The man who allegedly made the SWAT call that resulted in the death of a 28-year-old Wichita resident Andrew Finch has been charged with involuntary manslaughter.

According to CNN, Tyler Barriss, a 25-year-old Los Angeles resident, has also been charged with false alarm and interference with a law enforcement officer in the “swatting” death of Finch. His bond is set at $500,000, and his next court appearance is Jan. 25.

Barriss was picked up from the Men’s Central jail in Los Angeles on Thursday and booked into the Sedgwich County Jail in Wichita on Thursday afternoon, according to the Wichita Eagle. Barriss waived his right to extradition in Los Angeles the week prior. Barriss was arrested in Los Angeles last month after a false “prank” call he put into the police that resulted in Finch’s death.

Speaking to YouTuber Keemstar about the incident after Finch’s death, Barriss, who went by the name @SWAuTistic before his Twitter account was shut down, said he was contacted by a gamer to prank another gamer after the two had gotten into a feud over a $1.50 wager over the video game Call of Duty: WWII. His target, however, had given the person who commissioned Barriss to do the “swatting” a false address in Wichita.
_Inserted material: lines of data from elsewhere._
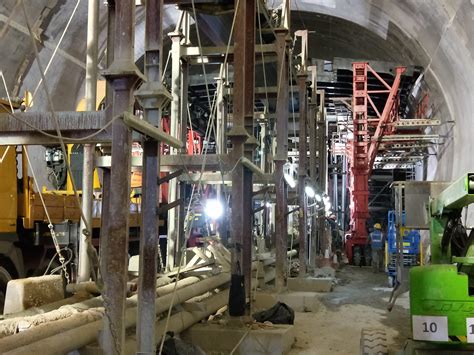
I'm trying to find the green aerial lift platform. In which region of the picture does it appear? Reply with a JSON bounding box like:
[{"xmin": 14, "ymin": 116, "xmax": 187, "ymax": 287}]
[
  {"xmin": 404, "ymin": 173, "xmax": 474, "ymax": 354},
  {"xmin": 361, "ymin": 173, "xmax": 474, "ymax": 355}
]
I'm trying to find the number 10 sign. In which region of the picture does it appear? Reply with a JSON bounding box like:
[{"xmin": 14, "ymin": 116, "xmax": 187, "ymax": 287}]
[{"xmin": 412, "ymin": 316, "xmax": 448, "ymax": 341}]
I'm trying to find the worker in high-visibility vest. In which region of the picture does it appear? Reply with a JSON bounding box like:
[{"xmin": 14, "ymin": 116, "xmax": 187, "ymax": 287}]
[{"xmin": 367, "ymin": 223, "xmax": 385, "ymax": 272}]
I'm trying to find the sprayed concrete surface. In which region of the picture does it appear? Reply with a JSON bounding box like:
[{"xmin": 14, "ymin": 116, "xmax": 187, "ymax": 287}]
[{"xmin": 289, "ymin": 266, "xmax": 410, "ymax": 355}]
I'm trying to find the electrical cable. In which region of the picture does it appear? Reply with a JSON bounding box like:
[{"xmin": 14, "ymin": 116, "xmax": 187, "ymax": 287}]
[
  {"xmin": 30, "ymin": 0, "xmax": 81, "ymax": 108},
  {"xmin": 21, "ymin": 0, "xmax": 98, "ymax": 280}
]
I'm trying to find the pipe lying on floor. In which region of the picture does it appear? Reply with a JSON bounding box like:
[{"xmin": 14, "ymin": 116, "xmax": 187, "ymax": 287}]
[
  {"xmin": 0, "ymin": 273, "xmax": 230, "ymax": 355},
  {"xmin": 0, "ymin": 277, "xmax": 196, "ymax": 351},
  {"xmin": 125, "ymin": 290, "xmax": 229, "ymax": 354},
  {"xmin": 0, "ymin": 277, "xmax": 181, "ymax": 338}
]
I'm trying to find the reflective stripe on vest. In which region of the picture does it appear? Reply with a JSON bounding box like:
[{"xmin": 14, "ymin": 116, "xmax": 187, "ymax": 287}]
[{"xmin": 370, "ymin": 231, "xmax": 383, "ymax": 249}]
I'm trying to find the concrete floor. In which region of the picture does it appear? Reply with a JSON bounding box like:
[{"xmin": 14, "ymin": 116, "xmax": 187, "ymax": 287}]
[{"xmin": 289, "ymin": 266, "xmax": 410, "ymax": 355}]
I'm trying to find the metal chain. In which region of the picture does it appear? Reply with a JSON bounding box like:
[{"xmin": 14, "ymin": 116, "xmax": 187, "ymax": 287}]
[
  {"xmin": 48, "ymin": 224, "xmax": 71, "ymax": 284},
  {"xmin": 22, "ymin": 145, "xmax": 70, "ymax": 284}
]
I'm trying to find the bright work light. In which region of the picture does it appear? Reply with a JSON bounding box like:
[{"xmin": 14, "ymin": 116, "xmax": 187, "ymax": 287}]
[{"xmin": 204, "ymin": 199, "xmax": 224, "ymax": 219}]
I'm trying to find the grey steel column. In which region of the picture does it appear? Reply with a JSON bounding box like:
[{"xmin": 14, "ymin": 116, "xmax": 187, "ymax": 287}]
[
  {"xmin": 77, "ymin": 0, "xmax": 99, "ymax": 282},
  {"xmin": 316, "ymin": 90, "xmax": 327, "ymax": 253},
  {"xmin": 228, "ymin": 0, "xmax": 256, "ymax": 310},
  {"xmin": 274, "ymin": 28, "xmax": 289, "ymax": 291},
  {"xmin": 308, "ymin": 65, "xmax": 320, "ymax": 269},
  {"xmin": 177, "ymin": 59, "xmax": 189, "ymax": 262},
  {"xmin": 99, "ymin": 2, "xmax": 115, "ymax": 302},
  {"xmin": 166, "ymin": 32, "xmax": 182, "ymax": 270},
  {"xmin": 101, "ymin": 0, "xmax": 139, "ymax": 354},
  {"xmin": 297, "ymin": 72, "xmax": 308, "ymax": 277},
  {"xmin": 134, "ymin": 0, "xmax": 170, "ymax": 354}
]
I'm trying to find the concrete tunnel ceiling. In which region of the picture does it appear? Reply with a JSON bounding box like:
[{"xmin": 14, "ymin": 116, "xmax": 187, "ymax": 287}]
[{"xmin": 0, "ymin": 0, "xmax": 474, "ymax": 184}]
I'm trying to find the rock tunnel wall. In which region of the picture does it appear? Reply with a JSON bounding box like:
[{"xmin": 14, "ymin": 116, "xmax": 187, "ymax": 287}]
[{"xmin": 0, "ymin": 0, "xmax": 474, "ymax": 186}]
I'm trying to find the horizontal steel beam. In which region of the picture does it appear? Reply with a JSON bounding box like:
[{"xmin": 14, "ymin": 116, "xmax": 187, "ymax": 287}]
[
  {"xmin": 95, "ymin": 154, "xmax": 233, "ymax": 172},
  {"xmin": 395, "ymin": 119, "xmax": 441, "ymax": 129},
  {"xmin": 123, "ymin": 112, "xmax": 184, "ymax": 149},
  {"xmin": 181, "ymin": 43, "xmax": 276, "ymax": 58},
  {"xmin": 0, "ymin": 111, "xmax": 111, "ymax": 145},
  {"xmin": 382, "ymin": 134, "xmax": 439, "ymax": 142},
  {"xmin": 380, "ymin": 142, "xmax": 433, "ymax": 150},
  {"xmin": 179, "ymin": 172, "xmax": 275, "ymax": 186}
]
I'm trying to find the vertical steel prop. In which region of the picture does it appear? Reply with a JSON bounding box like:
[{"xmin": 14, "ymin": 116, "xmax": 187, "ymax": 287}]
[
  {"xmin": 77, "ymin": 0, "xmax": 99, "ymax": 282},
  {"xmin": 297, "ymin": 70, "xmax": 308, "ymax": 277},
  {"xmin": 274, "ymin": 28, "xmax": 289, "ymax": 291},
  {"xmin": 228, "ymin": 0, "xmax": 256, "ymax": 312},
  {"xmin": 101, "ymin": 0, "xmax": 140, "ymax": 354},
  {"xmin": 166, "ymin": 26, "xmax": 187, "ymax": 270},
  {"xmin": 308, "ymin": 65, "xmax": 321, "ymax": 269},
  {"xmin": 135, "ymin": 0, "xmax": 171, "ymax": 354}
]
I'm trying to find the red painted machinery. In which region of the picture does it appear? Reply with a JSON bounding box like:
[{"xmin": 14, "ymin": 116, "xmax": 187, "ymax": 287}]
[{"xmin": 345, "ymin": 62, "xmax": 405, "ymax": 265}]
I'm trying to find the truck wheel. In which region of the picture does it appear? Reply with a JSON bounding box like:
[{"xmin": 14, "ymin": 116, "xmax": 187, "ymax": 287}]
[
  {"xmin": 360, "ymin": 329, "xmax": 388, "ymax": 355},
  {"xmin": 0, "ymin": 266, "xmax": 13, "ymax": 314}
]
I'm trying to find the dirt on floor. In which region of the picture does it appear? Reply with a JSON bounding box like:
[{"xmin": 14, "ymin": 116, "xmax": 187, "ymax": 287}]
[{"xmin": 289, "ymin": 266, "xmax": 410, "ymax": 355}]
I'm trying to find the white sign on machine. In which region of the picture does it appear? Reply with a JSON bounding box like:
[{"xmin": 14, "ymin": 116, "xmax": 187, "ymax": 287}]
[
  {"xmin": 466, "ymin": 318, "xmax": 474, "ymax": 343},
  {"xmin": 412, "ymin": 316, "xmax": 448, "ymax": 341}
]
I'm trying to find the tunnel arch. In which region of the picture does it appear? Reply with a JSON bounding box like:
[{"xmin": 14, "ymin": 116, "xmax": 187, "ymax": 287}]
[{"xmin": 0, "ymin": 0, "xmax": 474, "ymax": 184}]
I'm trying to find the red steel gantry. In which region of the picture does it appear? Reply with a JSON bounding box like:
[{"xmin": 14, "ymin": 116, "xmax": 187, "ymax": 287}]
[{"xmin": 346, "ymin": 62, "xmax": 406, "ymax": 263}]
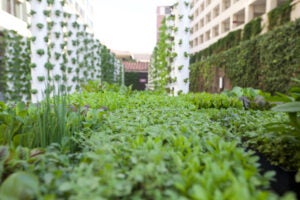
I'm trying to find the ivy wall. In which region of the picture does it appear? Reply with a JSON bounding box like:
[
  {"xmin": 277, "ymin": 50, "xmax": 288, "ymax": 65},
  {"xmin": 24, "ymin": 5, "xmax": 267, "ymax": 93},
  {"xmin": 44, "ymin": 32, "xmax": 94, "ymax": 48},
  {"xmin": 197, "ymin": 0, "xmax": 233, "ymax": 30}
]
[
  {"xmin": 190, "ymin": 0, "xmax": 300, "ymax": 92},
  {"xmin": 148, "ymin": 0, "xmax": 190, "ymax": 95},
  {"xmin": 190, "ymin": 19, "xmax": 300, "ymax": 92}
]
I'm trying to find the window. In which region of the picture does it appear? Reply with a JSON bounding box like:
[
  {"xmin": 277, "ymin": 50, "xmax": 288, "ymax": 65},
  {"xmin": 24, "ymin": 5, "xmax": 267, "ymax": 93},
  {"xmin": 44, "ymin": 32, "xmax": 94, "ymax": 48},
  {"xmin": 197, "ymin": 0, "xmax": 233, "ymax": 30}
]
[
  {"xmin": 213, "ymin": 25, "xmax": 219, "ymax": 37},
  {"xmin": 205, "ymin": 30, "xmax": 210, "ymax": 41},
  {"xmin": 213, "ymin": 5, "xmax": 220, "ymax": 18},
  {"xmin": 206, "ymin": 13, "xmax": 211, "ymax": 23},
  {"xmin": 199, "ymin": 35, "xmax": 203, "ymax": 44},
  {"xmin": 222, "ymin": 0, "xmax": 230, "ymax": 11},
  {"xmin": 221, "ymin": 18, "xmax": 230, "ymax": 33}
]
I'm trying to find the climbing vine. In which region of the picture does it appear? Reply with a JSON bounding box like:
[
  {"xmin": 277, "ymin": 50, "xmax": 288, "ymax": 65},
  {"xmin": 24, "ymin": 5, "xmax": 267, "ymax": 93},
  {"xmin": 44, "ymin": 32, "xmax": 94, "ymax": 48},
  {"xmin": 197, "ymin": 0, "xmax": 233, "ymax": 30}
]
[
  {"xmin": 190, "ymin": 19, "xmax": 300, "ymax": 93},
  {"xmin": 149, "ymin": 18, "xmax": 175, "ymax": 91},
  {"xmin": 0, "ymin": 0, "xmax": 124, "ymax": 102},
  {"xmin": 2, "ymin": 30, "xmax": 31, "ymax": 101},
  {"xmin": 268, "ymin": 0, "xmax": 291, "ymax": 30}
]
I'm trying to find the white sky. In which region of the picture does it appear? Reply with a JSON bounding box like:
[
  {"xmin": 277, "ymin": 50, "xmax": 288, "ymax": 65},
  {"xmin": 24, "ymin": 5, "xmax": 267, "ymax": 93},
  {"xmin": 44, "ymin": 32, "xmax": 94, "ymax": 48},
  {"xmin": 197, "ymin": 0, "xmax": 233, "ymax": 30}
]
[{"xmin": 94, "ymin": 0, "xmax": 175, "ymax": 53}]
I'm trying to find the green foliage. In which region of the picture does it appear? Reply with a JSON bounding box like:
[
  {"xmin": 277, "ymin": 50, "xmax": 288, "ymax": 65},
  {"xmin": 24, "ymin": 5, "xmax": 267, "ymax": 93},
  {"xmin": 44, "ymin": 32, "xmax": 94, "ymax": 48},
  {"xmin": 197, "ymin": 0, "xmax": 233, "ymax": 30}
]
[
  {"xmin": 0, "ymin": 172, "xmax": 39, "ymax": 200},
  {"xmin": 269, "ymin": 79, "xmax": 300, "ymax": 140},
  {"xmin": 243, "ymin": 17, "xmax": 261, "ymax": 40},
  {"xmin": 149, "ymin": 19, "xmax": 174, "ymax": 91},
  {"xmin": 183, "ymin": 93, "xmax": 242, "ymax": 109},
  {"xmin": 190, "ymin": 20, "xmax": 300, "ymax": 93},
  {"xmin": 0, "ymin": 89, "xmax": 300, "ymax": 200},
  {"xmin": 0, "ymin": 31, "xmax": 31, "ymax": 101},
  {"xmin": 268, "ymin": 0, "xmax": 292, "ymax": 30},
  {"xmin": 222, "ymin": 86, "xmax": 271, "ymax": 110},
  {"xmin": 190, "ymin": 29, "xmax": 241, "ymax": 64},
  {"xmin": 125, "ymin": 72, "xmax": 140, "ymax": 90}
]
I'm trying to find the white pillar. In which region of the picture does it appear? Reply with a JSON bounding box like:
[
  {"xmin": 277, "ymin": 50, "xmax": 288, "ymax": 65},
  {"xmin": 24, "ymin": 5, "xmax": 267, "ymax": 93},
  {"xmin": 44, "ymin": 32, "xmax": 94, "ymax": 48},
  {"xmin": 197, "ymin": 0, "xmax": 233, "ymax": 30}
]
[
  {"xmin": 31, "ymin": 0, "xmax": 48, "ymax": 103},
  {"xmin": 245, "ymin": 5, "xmax": 254, "ymax": 23},
  {"xmin": 66, "ymin": 13, "xmax": 78, "ymax": 93},
  {"xmin": 266, "ymin": 0, "xmax": 277, "ymax": 13}
]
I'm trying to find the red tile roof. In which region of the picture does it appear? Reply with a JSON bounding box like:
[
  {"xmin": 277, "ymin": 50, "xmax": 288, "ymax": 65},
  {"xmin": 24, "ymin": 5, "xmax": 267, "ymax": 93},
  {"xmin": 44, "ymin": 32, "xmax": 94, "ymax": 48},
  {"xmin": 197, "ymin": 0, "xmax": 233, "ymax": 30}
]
[{"xmin": 122, "ymin": 61, "xmax": 149, "ymax": 72}]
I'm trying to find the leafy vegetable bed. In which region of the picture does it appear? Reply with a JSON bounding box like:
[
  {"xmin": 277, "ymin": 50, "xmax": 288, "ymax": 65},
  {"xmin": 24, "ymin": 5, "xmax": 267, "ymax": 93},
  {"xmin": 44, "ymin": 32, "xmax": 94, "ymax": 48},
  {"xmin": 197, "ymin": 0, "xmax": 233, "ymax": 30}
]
[{"xmin": 0, "ymin": 91, "xmax": 295, "ymax": 200}]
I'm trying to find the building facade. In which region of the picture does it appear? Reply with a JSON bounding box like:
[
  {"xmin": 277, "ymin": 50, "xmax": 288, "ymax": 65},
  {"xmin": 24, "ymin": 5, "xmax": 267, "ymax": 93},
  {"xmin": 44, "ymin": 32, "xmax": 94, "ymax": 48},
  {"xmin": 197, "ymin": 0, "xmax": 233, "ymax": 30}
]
[
  {"xmin": 190, "ymin": 0, "xmax": 286, "ymax": 54},
  {"xmin": 0, "ymin": 0, "xmax": 30, "ymax": 37},
  {"xmin": 66, "ymin": 0, "xmax": 94, "ymax": 33},
  {"xmin": 0, "ymin": 0, "xmax": 94, "ymax": 37}
]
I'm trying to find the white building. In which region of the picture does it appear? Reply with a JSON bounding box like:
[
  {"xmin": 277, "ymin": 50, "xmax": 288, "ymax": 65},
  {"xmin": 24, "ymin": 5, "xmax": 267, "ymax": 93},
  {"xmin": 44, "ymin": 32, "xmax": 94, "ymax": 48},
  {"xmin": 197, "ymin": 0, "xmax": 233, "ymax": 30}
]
[
  {"xmin": 0, "ymin": 0, "xmax": 30, "ymax": 37},
  {"xmin": 66, "ymin": 0, "xmax": 94, "ymax": 33},
  {"xmin": 0, "ymin": 0, "xmax": 94, "ymax": 37},
  {"xmin": 190, "ymin": 0, "xmax": 299, "ymax": 53},
  {"xmin": 170, "ymin": 0, "xmax": 190, "ymax": 95}
]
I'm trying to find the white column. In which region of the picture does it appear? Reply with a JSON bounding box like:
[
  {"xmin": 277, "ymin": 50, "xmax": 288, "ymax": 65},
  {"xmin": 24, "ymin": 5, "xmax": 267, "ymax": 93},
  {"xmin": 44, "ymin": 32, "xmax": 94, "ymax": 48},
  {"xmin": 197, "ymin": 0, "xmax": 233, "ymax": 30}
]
[
  {"xmin": 31, "ymin": 0, "xmax": 48, "ymax": 103},
  {"xmin": 266, "ymin": 0, "xmax": 277, "ymax": 13},
  {"xmin": 66, "ymin": 13, "xmax": 78, "ymax": 93},
  {"xmin": 49, "ymin": 0, "xmax": 65, "ymax": 94},
  {"xmin": 245, "ymin": 5, "xmax": 254, "ymax": 23}
]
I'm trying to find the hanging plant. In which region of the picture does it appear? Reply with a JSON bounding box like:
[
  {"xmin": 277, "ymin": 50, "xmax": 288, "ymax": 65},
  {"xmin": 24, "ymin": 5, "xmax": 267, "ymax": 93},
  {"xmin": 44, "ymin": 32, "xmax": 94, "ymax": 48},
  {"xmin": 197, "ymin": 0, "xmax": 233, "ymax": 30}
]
[
  {"xmin": 54, "ymin": 52, "xmax": 61, "ymax": 60},
  {"xmin": 178, "ymin": 39, "xmax": 182, "ymax": 45},
  {"xmin": 37, "ymin": 76, "xmax": 45, "ymax": 82},
  {"xmin": 45, "ymin": 62, "xmax": 54, "ymax": 70},
  {"xmin": 29, "ymin": 10, "xmax": 36, "ymax": 16},
  {"xmin": 62, "ymin": 74, "xmax": 68, "ymax": 82},
  {"xmin": 30, "ymin": 63, "xmax": 36, "ymax": 69},
  {"xmin": 54, "ymin": 74, "xmax": 61, "ymax": 81},
  {"xmin": 54, "ymin": 10, "xmax": 61, "ymax": 17},
  {"xmin": 54, "ymin": 32, "xmax": 60, "ymax": 39},
  {"xmin": 30, "ymin": 89, "xmax": 37, "ymax": 94},
  {"xmin": 184, "ymin": 1, "xmax": 189, "ymax": 7},
  {"xmin": 67, "ymin": 67, "xmax": 73, "ymax": 74},
  {"xmin": 43, "ymin": 10, "xmax": 51, "ymax": 17},
  {"xmin": 36, "ymin": 23, "xmax": 44, "ymax": 30},
  {"xmin": 36, "ymin": 49, "xmax": 45, "ymax": 56},
  {"xmin": 184, "ymin": 51, "xmax": 189, "ymax": 58},
  {"xmin": 47, "ymin": 0, "xmax": 55, "ymax": 5},
  {"xmin": 60, "ymin": 65, "xmax": 67, "ymax": 72},
  {"xmin": 47, "ymin": 21, "xmax": 54, "ymax": 31},
  {"xmin": 49, "ymin": 42, "xmax": 55, "ymax": 49},
  {"xmin": 60, "ymin": 22, "xmax": 68, "ymax": 28}
]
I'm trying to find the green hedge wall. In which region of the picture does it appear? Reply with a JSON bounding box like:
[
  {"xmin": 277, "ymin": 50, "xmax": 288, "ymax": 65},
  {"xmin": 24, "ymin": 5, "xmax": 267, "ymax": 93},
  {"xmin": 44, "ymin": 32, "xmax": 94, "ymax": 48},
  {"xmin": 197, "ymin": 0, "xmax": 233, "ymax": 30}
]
[{"xmin": 190, "ymin": 19, "xmax": 300, "ymax": 93}]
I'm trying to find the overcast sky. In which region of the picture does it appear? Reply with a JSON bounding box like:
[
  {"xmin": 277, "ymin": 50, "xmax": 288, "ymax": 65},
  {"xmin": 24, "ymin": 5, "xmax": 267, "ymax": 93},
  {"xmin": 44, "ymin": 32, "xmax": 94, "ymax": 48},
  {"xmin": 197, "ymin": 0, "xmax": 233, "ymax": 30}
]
[{"xmin": 94, "ymin": 0, "xmax": 175, "ymax": 53}]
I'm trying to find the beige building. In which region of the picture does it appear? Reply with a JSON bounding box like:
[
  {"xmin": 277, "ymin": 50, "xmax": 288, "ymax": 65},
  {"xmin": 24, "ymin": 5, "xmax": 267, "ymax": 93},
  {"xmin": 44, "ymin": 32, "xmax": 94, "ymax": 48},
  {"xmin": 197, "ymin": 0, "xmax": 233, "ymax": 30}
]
[
  {"xmin": 190, "ymin": 0, "xmax": 300, "ymax": 53},
  {"xmin": 66, "ymin": 0, "xmax": 96, "ymax": 33}
]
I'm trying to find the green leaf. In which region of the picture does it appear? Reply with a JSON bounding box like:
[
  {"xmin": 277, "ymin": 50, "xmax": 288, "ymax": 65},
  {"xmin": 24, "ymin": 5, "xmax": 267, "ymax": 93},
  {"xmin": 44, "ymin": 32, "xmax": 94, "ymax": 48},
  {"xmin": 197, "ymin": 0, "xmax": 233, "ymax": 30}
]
[
  {"xmin": 272, "ymin": 102, "xmax": 300, "ymax": 112},
  {"xmin": 0, "ymin": 172, "xmax": 39, "ymax": 200}
]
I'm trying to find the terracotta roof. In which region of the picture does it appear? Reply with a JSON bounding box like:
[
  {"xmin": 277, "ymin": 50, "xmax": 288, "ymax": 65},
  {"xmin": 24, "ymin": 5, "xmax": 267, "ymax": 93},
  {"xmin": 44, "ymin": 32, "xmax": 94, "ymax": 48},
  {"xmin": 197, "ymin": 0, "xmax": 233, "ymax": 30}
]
[
  {"xmin": 122, "ymin": 61, "xmax": 149, "ymax": 72},
  {"xmin": 132, "ymin": 53, "xmax": 151, "ymax": 62}
]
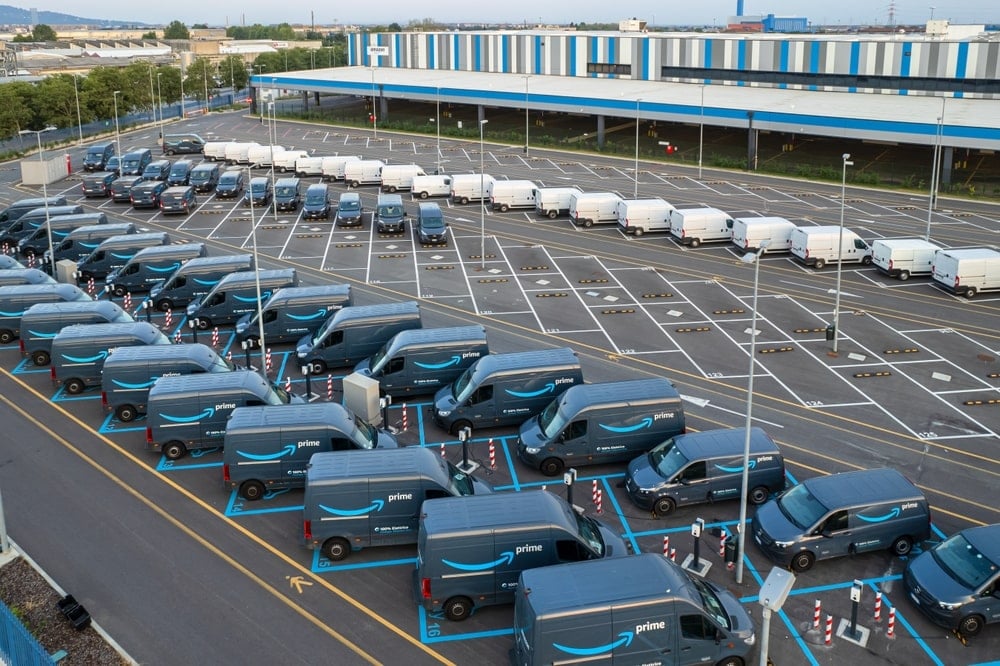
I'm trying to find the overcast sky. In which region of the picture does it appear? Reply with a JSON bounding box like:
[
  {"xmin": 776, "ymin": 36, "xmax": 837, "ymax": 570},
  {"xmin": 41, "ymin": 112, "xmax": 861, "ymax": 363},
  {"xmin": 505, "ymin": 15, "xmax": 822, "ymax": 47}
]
[{"xmin": 35, "ymin": 0, "xmax": 1000, "ymax": 26}]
Barriss had called police, alleging to be a resident of the address who had taken several family members hostage and was planning on shooting them and setting the house on fire. When police arrived at Finch’s house, he was shot moments after he opened the door and “moved his hands to his waistline,” according to Wichita police. Finch was completely unrelated to the feud and didn’t play video games.

In his YouTube interview, Barriss did not take responsibility for his actions, and offered up no identifying information other than alleging he was 18 years old and didn’t have parents.

“Yeah, the call was made by me, but as far as the whole incident, you could point the finger at the cop who killed someone, you could point the finger at the person who made the call, you could point the finger at the person who provided the address, who said, ‘Oh look this is where I live, go ahead and swat me, if you do you’re going to go to prison for five years,’” he said in the interview.

“I didn’t get anyone killed because I didn’t discharge a weapon and being a SWAT member isn’t my profession,” Barriss had also tweeted.

Barriss was arrested in 2015 for calling in fake bomb threats to CNN affiliate KABC, for which he received a two-year sentence.